Старт был именно тем, что они делали. Когда он хлопнул в ладоши, как флаггер на скач-ках, несколько женщин вышли вперед и начали стаскивать с нее одежду. Даже ее волосы были подняты и отмерены. Ханну никогда не касалось так много людей в таком количестве мест, и она, наконец, оставила попытки быть скромной.
Казалось, прошли часы. С нее сняли одежду, надели прелестное платье, а затем привели в порядок волосы. Хан тоже не имела права голоса, и когда ее спросили, кто был ее стилистом, она ответила:
– Когда они становятся слишком длинными, я их просто обстригаю. Мне нужно убрать их с лица, и иногда хвостик–это просто беспокойство,–она чуть не рассмеялась, увидев выражение его лица. – Видели бы вы, как я пыталась покрасить их.
Она, конечно, этого не делала, но рассмеялась, когда он отшатнулся от нее. Марибель пе-редвинулась, и теперь сидела рядом с ней, когда мужчина начал стричь ей волосы. Они говори-ли о пустяках. Какой ее любимый цвет – она понятия не имела; и нравились ли ей каблуки.

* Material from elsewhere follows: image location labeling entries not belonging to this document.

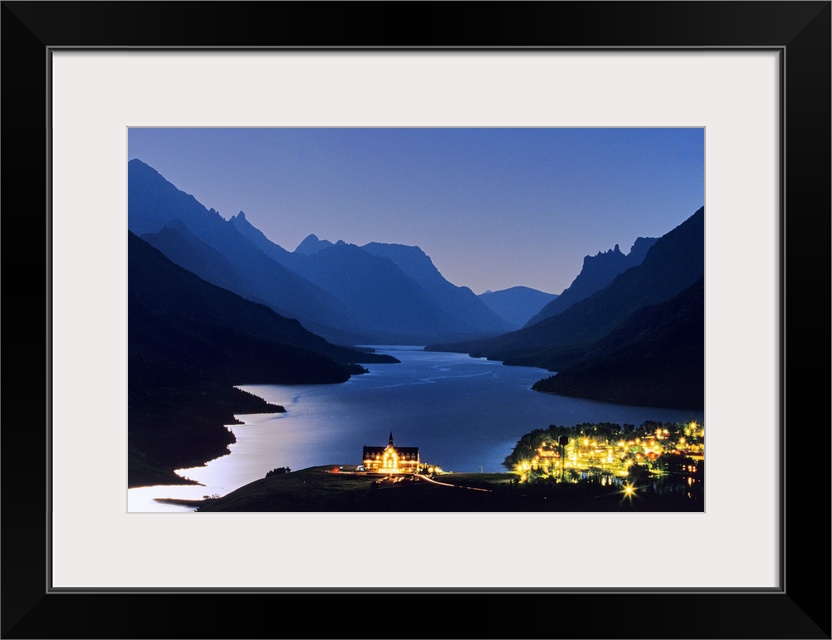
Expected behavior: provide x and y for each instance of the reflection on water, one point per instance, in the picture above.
(463, 413)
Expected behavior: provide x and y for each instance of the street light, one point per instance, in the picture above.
(562, 441)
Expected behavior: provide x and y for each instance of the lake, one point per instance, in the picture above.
(464, 414)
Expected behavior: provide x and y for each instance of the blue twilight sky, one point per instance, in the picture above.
(494, 208)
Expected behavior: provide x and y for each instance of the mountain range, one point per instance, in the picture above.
(378, 293)
(596, 325)
(189, 343)
(215, 303)
(596, 273)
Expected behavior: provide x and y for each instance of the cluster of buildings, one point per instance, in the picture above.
(580, 457)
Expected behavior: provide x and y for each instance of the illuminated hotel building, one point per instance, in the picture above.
(391, 459)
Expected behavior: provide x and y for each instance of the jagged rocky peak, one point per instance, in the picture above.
(640, 248)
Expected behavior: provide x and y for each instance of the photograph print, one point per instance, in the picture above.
(416, 320)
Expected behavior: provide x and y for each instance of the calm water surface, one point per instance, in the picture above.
(464, 414)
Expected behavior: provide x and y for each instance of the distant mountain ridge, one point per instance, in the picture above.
(597, 272)
(376, 294)
(655, 357)
(672, 264)
(188, 342)
(517, 304)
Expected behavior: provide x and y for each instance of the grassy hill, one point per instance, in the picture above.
(319, 489)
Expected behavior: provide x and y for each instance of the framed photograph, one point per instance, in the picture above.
(107, 104)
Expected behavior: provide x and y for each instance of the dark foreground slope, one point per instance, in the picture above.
(655, 358)
(319, 490)
(189, 343)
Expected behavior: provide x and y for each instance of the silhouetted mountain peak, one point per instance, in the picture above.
(312, 244)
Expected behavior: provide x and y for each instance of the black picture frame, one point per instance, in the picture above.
(799, 31)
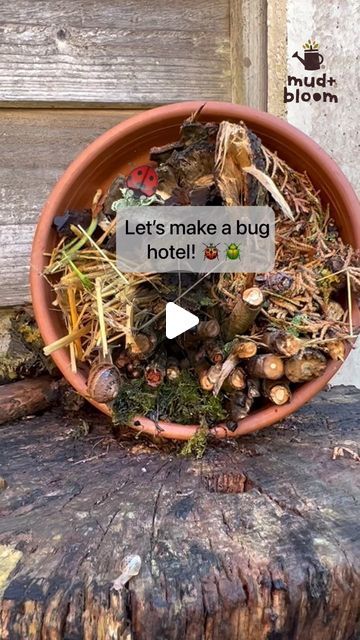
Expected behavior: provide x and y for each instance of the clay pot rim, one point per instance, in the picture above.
(150, 119)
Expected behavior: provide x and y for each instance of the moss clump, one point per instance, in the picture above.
(181, 401)
(196, 446)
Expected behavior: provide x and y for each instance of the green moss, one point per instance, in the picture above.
(181, 401)
(196, 446)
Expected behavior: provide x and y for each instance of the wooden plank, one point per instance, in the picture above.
(107, 52)
(36, 148)
(248, 52)
(277, 56)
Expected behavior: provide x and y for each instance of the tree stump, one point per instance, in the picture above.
(259, 540)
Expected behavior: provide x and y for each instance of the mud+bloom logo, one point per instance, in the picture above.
(296, 89)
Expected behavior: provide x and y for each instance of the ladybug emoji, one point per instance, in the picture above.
(233, 251)
(144, 179)
(211, 251)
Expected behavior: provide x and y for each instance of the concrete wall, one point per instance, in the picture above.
(335, 126)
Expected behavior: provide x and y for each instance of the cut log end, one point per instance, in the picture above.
(244, 312)
(278, 392)
(267, 366)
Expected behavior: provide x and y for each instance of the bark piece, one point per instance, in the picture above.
(307, 365)
(267, 366)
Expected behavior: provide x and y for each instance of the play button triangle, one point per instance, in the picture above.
(178, 320)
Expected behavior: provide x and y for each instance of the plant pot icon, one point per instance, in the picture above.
(312, 59)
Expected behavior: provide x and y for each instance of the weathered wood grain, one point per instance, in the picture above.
(36, 147)
(257, 541)
(107, 52)
(248, 52)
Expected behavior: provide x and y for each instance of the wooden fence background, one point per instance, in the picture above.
(70, 70)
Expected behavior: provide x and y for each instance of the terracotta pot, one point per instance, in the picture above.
(115, 152)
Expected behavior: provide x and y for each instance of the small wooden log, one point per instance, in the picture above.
(172, 368)
(208, 329)
(155, 371)
(122, 360)
(244, 312)
(240, 405)
(26, 397)
(143, 344)
(335, 311)
(253, 388)
(278, 392)
(202, 370)
(281, 342)
(240, 349)
(336, 349)
(214, 351)
(307, 365)
(267, 366)
(236, 381)
(135, 369)
(243, 349)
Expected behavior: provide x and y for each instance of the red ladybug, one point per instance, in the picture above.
(143, 179)
(211, 251)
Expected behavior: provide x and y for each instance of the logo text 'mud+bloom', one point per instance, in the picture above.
(296, 89)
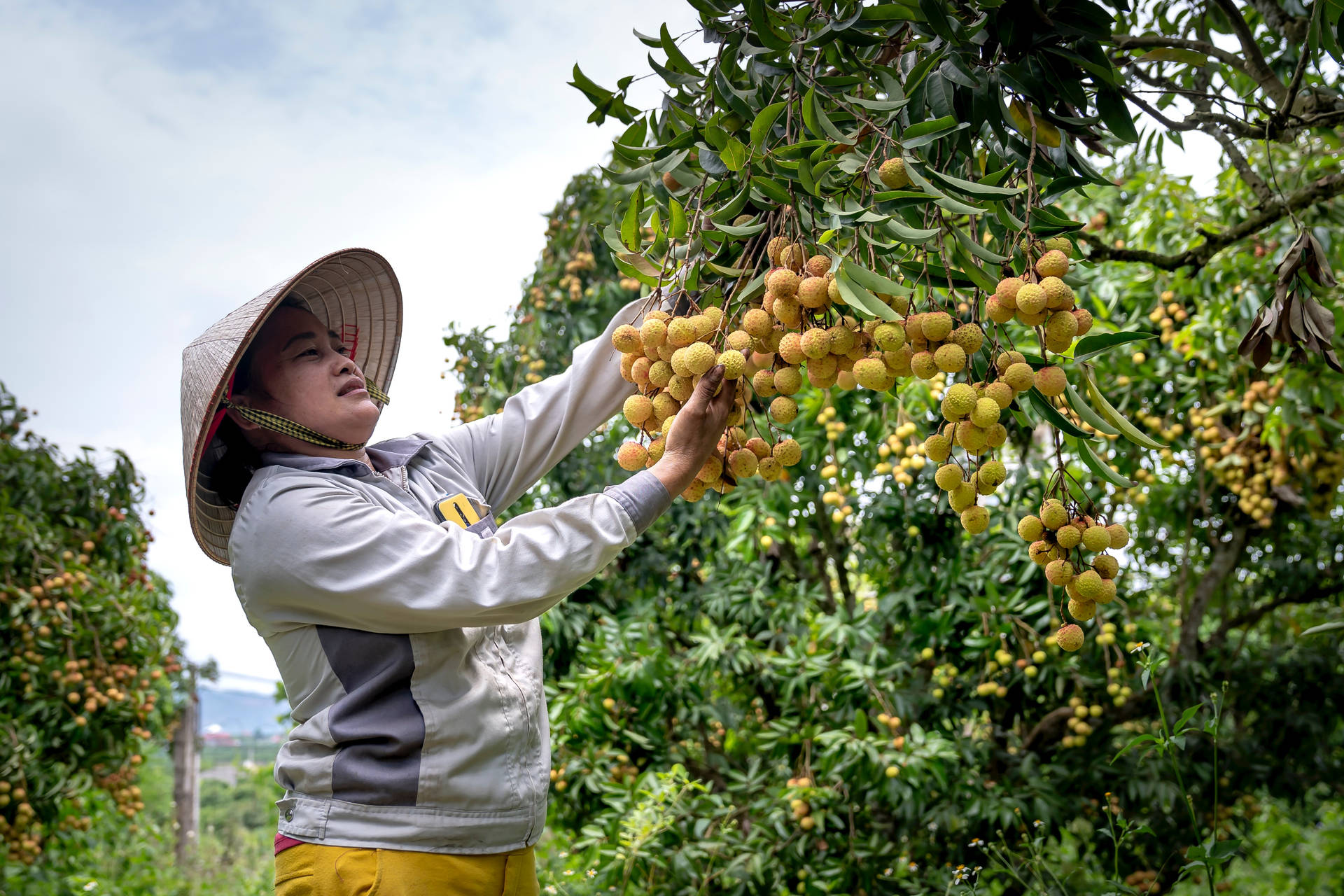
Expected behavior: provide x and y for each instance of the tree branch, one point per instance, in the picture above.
(1226, 554)
(1152, 41)
(1254, 62)
(1198, 255)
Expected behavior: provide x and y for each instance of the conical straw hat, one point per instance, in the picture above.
(354, 290)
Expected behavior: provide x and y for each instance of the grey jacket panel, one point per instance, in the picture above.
(410, 649)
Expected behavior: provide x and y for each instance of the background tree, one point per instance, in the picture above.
(90, 675)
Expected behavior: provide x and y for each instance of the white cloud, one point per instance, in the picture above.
(164, 164)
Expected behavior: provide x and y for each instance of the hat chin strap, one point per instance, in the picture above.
(277, 424)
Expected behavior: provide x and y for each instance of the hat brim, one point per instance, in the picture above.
(353, 286)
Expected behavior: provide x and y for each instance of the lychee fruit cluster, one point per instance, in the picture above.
(1059, 540)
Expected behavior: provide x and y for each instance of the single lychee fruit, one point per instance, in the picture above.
(783, 282)
(1107, 566)
(632, 456)
(638, 409)
(793, 257)
(1031, 298)
(969, 337)
(948, 477)
(1019, 377)
(974, 520)
(1060, 328)
(1119, 536)
(788, 381)
(1096, 538)
(816, 343)
(1030, 528)
(757, 323)
(892, 174)
(654, 333)
(873, 374)
(958, 402)
(1059, 296)
(1082, 610)
(937, 326)
(1007, 290)
(1051, 381)
(784, 410)
(993, 475)
(986, 413)
(1059, 573)
(788, 451)
(889, 336)
(734, 365)
(1089, 584)
(951, 358)
(743, 463)
(682, 332)
(1069, 637)
(1053, 514)
(1069, 538)
(812, 292)
(937, 448)
(1053, 264)
(1000, 393)
(924, 365)
(997, 312)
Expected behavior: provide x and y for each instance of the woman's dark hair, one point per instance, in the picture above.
(234, 469)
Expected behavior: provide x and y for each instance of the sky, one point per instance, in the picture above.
(163, 163)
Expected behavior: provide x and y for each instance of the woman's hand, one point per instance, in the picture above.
(695, 431)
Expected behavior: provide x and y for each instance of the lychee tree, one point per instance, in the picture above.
(858, 682)
(90, 671)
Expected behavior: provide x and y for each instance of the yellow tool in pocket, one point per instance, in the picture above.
(457, 510)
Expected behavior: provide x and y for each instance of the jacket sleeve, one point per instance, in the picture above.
(507, 453)
(305, 551)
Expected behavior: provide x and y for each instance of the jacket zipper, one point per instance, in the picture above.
(527, 718)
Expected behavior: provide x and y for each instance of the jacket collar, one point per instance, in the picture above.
(386, 456)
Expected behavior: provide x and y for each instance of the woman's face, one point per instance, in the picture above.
(309, 379)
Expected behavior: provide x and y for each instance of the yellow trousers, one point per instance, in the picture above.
(311, 869)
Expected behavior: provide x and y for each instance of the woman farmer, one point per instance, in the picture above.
(403, 620)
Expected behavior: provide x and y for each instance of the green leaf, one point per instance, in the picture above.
(734, 153)
(676, 59)
(746, 230)
(631, 223)
(1114, 416)
(875, 282)
(977, 250)
(676, 223)
(1085, 413)
(860, 298)
(1094, 344)
(907, 234)
(1110, 106)
(927, 132)
(972, 188)
(1175, 54)
(764, 122)
(1056, 418)
(1097, 465)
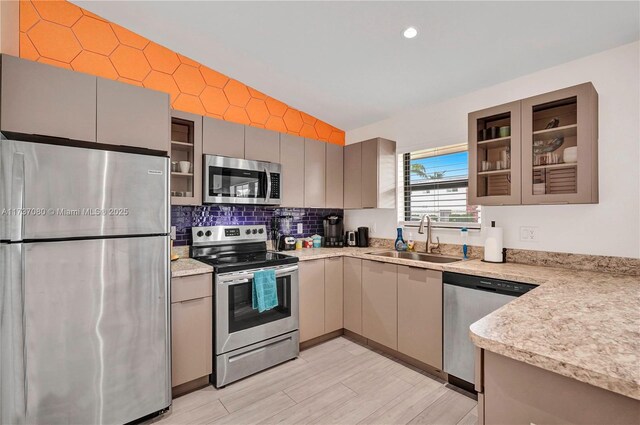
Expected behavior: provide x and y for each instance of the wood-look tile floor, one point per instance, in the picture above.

– Понятия не имею. У меня их никогда не было,–мужчина, подстригавший ее, приподнял подбородок и посмотрел ей в глаза. – Я как-то странно выросла. Моя мать носила эти каблуки, которые заставляли меня думать, что я никогда не смогу ходить в них.
– Это все искусство, дорогая. Я покажу тебе, когда ты разберешься со шваброй. А если я снова услышу, что ты подстригаешь волосы? –Он обмахивался гребнем. – Ну, просто не позво-ляйте мне слышать об этом. У тебя великолепные волосы, и я заставлю твою пару сесть и от-дышаться. О боже, да, он будет.
Обед подали, когда она была под сушилкой. Самые большие бигуди, которые она когда-либо видела, сейчас были в ее волосах, но она не возражала. Никто не позволял ей видеть себя, и пока две женщины занимались ее ногтями и пальцами ног, она наслаждалась вещами, кото-рые никогда раньше не ела...креветочным коктейлем и сыром бри. Там были маленькие сосиски и самый вкусный хлеб, который она когда-либо ела. К тому времени, когда сушилка была выключена, она была сыта и готова двигаться дальше. Было почти пять часов, когда ее объявили готовой к осмотру.
Зеркала были развернуты, и она стояла перед ними. Хан обернулась, чтобы посмотреть, кто эта женщина. Поворачиваясь направо, потом налево, она влюбилась в зеленое шелковое платье и крошечные туфли на маленьких каблуках. Марибель надела на шею прелестное оже-релье, и Хан почувствовала слезы.
– Ты испортишь мой макияж, и я отшлепаю тебя по заднице,– Хан кивнула Тодди. – Полагаю, тебе нравится бабочка, которую я создал?